The service life is the average time, in years, that an asset is expected to be productive and in use. Of course, some assets do not fulfill their expected service lives, while others might surpass them. This is accounted for in the discard function, which assumes the probability of an asset to retire or be discarded is based on a truncated normal distribution with a minimum of 50% and maximum of 150% of their expected service life, and a standard deviation of 25% of their mean service life. Different assets have different mean service lives and different discard patterns. At Statistics Canada, asset service lives are collected directly from business survey respondents using the Capital and Repair Expenditures Survey and provides a fairly comprehensive profile. These reported service lives, for both new asset acquisition and asset discards, were used to develop an econometric model of mean service lives. The results of this project were published in The Canadian Productivity Review, an update on depreciation rates for the Canadian Productivity Accounts (2015). These resulting service lives and depreciation rates were implemented in the calculation of the estimate of remaining useful life of infrastructure assets.

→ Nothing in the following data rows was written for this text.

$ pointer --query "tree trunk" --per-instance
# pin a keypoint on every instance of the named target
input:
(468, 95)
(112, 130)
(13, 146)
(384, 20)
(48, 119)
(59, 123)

Lastly, the remaining useful life, which is the difference between the average age of the investment spending and their expected service life, is then divided by the expected service life, creating a ratio that indicates the percentage of the asset class that remains. For example, if the average age of investment in highways is 6 years and the expected service life is 30 years, the ratio is (30 − 6) ÷ 30 = 80%. The higher the ratio, the more useful life remains. This ratio permits a comparison of one asset class to another and can enable analysis of where investment is most required.